士郎「怠いな。時間は……八時半!? やっべ!!」

タタタッ!

リズ「オッー、起きたか」

士郎「ごめん。起きれなかった!」

リズ「イリヤはもう学校」

セラ「イリヤさんがあなたの事を起こしに行ったみたいですけど、全然起きなかったみたいですよ。覚えてません?」

士郎「……そういえばそんな記憶もあったような無いような」

セラ「私も起こそうかと思ったんですけど、昨日は夜遅くまで勉強してたみたいですし今日くらいは寝かせてあげようと思いまして」

士郎「そうだったんだ…」

セラ「シロウの分の朝食はもう用意してありますから」

士郎「ありがとう…」

勉強を続けるには最低でも三つ条件がある。

士郎「ハァ、ちょっと無理したのかな」

士郎「とにかく、遅れた分を早く取り戻さないと」

カリカリ

士郎「駄目だ、寝坊したせい頭が働かない」

一つ、無理なスケジュールを作らない。

士郎「スケジュール通りにならないなぁ。身体も怠い。変えた方がいいのか?」

ぶっ続けなど、そんなもの続くわけがない。身体が壊れる。

士郎「次の教科は、えっーと」

一つ、参考書や問題集は買い過ぎない。特に問題集。

士郎「まだ問題集一冊も制覇してないな。問題集は一冊だけじゃ不安だからあらゆるパターンを想定して各教科のを数冊買ったけど…」

一度に同じ教科の問題集を何冊も買ったらそのうち放置してしまう。基本的に一冊だ。また買うのなら一度その問題集を全部終わらせて物足りなくなったら買え。

そして最後の条件、一つ――

士郎「少し横になるか。そうすれば調子も元に戻る筈」

予備校に行かない人間は、非常に強い意思を持ってない限り…

士郎「あー、楽だ」ゴロゴロ

家で勉強するな。

士郎「ベッドの中は良いよな~」

士郎は布団…

家(自分の部屋)というものは、漫画、ゲーム、携帯、パソコン、自慰などといった誘惑の塊であり、何よりそこは人にとって安息の地であるのだ。
どんな戦士も普通は、心も身体も休める場所でわざわざ鍛練などしない。するならそれに見合った場所で行う。
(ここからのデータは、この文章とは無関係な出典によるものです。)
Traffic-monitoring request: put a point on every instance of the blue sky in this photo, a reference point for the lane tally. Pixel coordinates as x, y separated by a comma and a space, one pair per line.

勉強も例外ではない。行うなら家ではなく図書館かそれに準する場所で行うべきだ。

しかしそれでも困難を極める事がある。行くまでの、はじめの一歩が中々手ごわい。

『図書館? うーん、わざわざ行かなくても家で出来るし、もうちょっとやる気だせば平気だって』と言ったり思ったりを繰り返して結局行くのに三日くらい掛かる。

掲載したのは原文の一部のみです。